02/07/2025
Czy ktoś, kto wpadł w nałóg, jest temu „winien”? Na pierwszy rzut oka brzmi to prosto: „przecież sam sięgnął po flaszkę, kliknął w apkę z kasynem, zapalił pierwszego jointa”. Problem w tym, że po tamtej stronie czeka chemia mózgu, geny, stres, traumatyczne wspomnienia i samotność, która potrafi zgiąć w pół nawet największego twardziela. Substancje i ryzykowne zachowania nadpisują układ nagrody tak, że zwykły spacer z psem nie daje już tej iskry ulgi. To nie lenistwo czy brak charakteru, tylko realne fizyczne przełączenie torów. Czy to zwalnia z odpowiedzialności? Nie. Odpowiedzialność to co innego niż wina: wina wbija w ziemię, odpowiedzialność podnosi z kanapy i pcha do gabinetu terapeuty albo grupy wsparcia. Zamiast paluchem w czoło warto podać rękę i powiedzieć: „Widzę, że to cię przerasta, chodź, poszukamy pomocy”. Tyle wystarczy, żeby ktoś zamiast kolejnej dawki wybrał numer do poradni. A jeśli to Ty jesteś w tej historii głównym bohaterem, pamiętaj, że nałóg to choroba, a leczenie zaczyna się od jednego prostego zdania: „Potrzebuję wsparcia”.

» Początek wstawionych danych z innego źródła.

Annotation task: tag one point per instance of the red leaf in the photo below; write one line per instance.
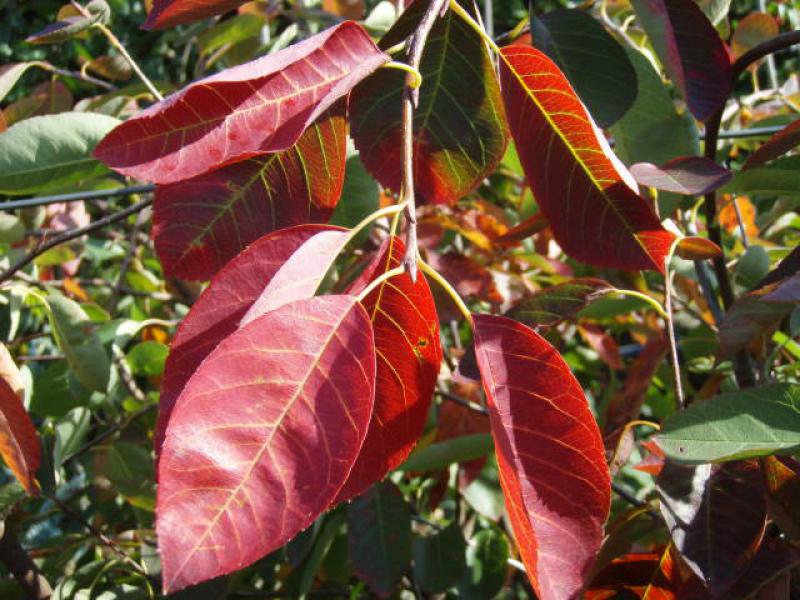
(779, 144)
(690, 175)
(691, 50)
(252, 109)
(168, 13)
(220, 308)
(201, 223)
(549, 453)
(588, 197)
(19, 443)
(263, 436)
(409, 353)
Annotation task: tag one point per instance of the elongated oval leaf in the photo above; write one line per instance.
(202, 223)
(736, 425)
(409, 354)
(19, 443)
(692, 175)
(716, 515)
(549, 452)
(51, 151)
(691, 51)
(596, 65)
(169, 13)
(587, 196)
(379, 537)
(236, 483)
(220, 308)
(459, 133)
(252, 109)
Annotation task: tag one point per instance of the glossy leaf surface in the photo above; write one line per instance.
(168, 13)
(459, 132)
(586, 194)
(252, 109)
(408, 355)
(235, 484)
(220, 308)
(593, 61)
(19, 442)
(691, 175)
(549, 452)
(690, 49)
(202, 223)
(736, 425)
(716, 515)
(379, 537)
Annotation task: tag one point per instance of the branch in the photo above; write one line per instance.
(410, 99)
(34, 585)
(74, 234)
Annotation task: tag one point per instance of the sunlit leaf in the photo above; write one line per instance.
(408, 355)
(201, 223)
(588, 197)
(249, 110)
(550, 455)
(459, 133)
(690, 49)
(234, 484)
(593, 61)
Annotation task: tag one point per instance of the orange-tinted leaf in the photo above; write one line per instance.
(168, 13)
(779, 144)
(697, 248)
(549, 453)
(263, 437)
(647, 576)
(202, 223)
(409, 353)
(691, 51)
(691, 175)
(588, 197)
(716, 515)
(19, 443)
(220, 308)
(252, 109)
(459, 131)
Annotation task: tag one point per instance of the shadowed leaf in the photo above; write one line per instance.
(691, 175)
(736, 425)
(297, 389)
(408, 355)
(716, 515)
(691, 51)
(459, 131)
(202, 223)
(249, 110)
(594, 62)
(549, 452)
(588, 197)
(379, 537)
(217, 312)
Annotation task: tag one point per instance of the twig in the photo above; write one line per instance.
(74, 234)
(34, 585)
(76, 196)
(410, 99)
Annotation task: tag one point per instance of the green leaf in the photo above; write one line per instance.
(379, 535)
(595, 64)
(74, 334)
(778, 178)
(439, 560)
(52, 151)
(736, 425)
(486, 565)
(440, 455)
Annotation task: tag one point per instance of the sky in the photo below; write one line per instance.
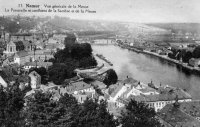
(141, 11)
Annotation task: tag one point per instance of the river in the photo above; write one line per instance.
(146, 68)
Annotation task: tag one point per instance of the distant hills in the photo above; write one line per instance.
(179, 27)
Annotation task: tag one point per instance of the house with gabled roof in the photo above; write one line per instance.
(35, 80)
(21, 57)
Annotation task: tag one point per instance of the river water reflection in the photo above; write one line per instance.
(146, 68)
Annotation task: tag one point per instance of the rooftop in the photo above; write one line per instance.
(175, 117)
(166, 96)
(76, 86)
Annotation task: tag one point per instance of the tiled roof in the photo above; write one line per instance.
(130, 81)
(76, 86)
(192, 108)
(40, 63)
(21, 54)
(116, 90)
(175, 117)
(99, 84)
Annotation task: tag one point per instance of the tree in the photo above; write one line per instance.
(11, 105)
(69, 40)
(95, 114)
(138, 114)
(71, 109)
(42, 111)
(59, 72)
(110, 78)
(196, 52)
(187, 56)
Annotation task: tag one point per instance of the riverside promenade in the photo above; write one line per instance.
(164, 57)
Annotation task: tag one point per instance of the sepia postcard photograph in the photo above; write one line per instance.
(99, 63)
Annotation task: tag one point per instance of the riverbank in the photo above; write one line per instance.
(164, 57)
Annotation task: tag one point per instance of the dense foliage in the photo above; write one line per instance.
(59, 72)
(41, 110)
(11, 105)
(42, 72)
(110, 78)
(73, 56)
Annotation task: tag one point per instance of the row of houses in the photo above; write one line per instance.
(157, 98)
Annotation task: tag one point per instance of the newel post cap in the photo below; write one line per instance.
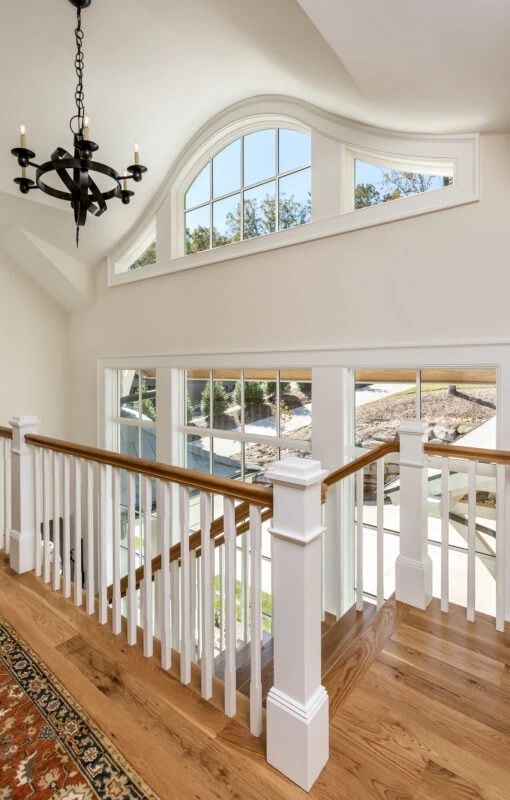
(413, 427)
(298, 472)
(25, 421)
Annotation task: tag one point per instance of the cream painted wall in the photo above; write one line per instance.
(34, 352)
(440, 277)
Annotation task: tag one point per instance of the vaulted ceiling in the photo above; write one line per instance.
(157, 70)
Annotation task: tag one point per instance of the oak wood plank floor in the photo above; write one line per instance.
(420, 703)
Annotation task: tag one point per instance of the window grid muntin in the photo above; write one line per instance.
(243, 188)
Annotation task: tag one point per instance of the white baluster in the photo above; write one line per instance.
(193, 604)
(471, 591)
(132, 598)
(245, 586)
(116, 598)
(20, 514)
(359, 540)
(103, 534)
(207, 661)
(56, 521)
(37, 510)
(500, 547)
(175, 610)
(164, 599)
(185, 586)
(230, 592)
(445, 535)
(148, 616)
(380, 532)
(66, 551)
(46, 515)
(256, 623)
(7, 517)
(78, 587)
(221, 586)
(89, 540)
(3, 475)
(199, 607)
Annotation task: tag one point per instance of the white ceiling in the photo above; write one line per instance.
(157, 70)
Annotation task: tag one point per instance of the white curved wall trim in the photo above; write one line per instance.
(336, 142)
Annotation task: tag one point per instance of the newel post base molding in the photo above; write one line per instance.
(413, 569)
(297, 704)
(22, 533)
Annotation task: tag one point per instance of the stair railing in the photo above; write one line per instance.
(5, 488)
(66, 523)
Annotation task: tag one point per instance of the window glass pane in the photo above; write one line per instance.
(259, 210)
(258, 458)
(198, 229)
(200, 190)
(260, 405)
(148, 395)
(464, 413)
(295, 149)
(259, 156)
(128, 393)
(374, 184)
(147, 257)
(296, 409)
(380, 407)
(195, 389)
(227, 401)
(227, 170)
(227, 458)
(295, 200)
(198, 457)
(129, 440)
(227, 220)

M.in. o powyższym rozmawialiśmy na dzisiajszych zajęciach w Ośrodku Leczenia Uzależnienia od Substancji Psychoaktywnych, realizowanych w ramach projektu współfinansowanego przez Województwo Lubuskie - Praca z traumą złożoną jako droga wyjścia z uzależnienia – sesje indywidualne i grupowe.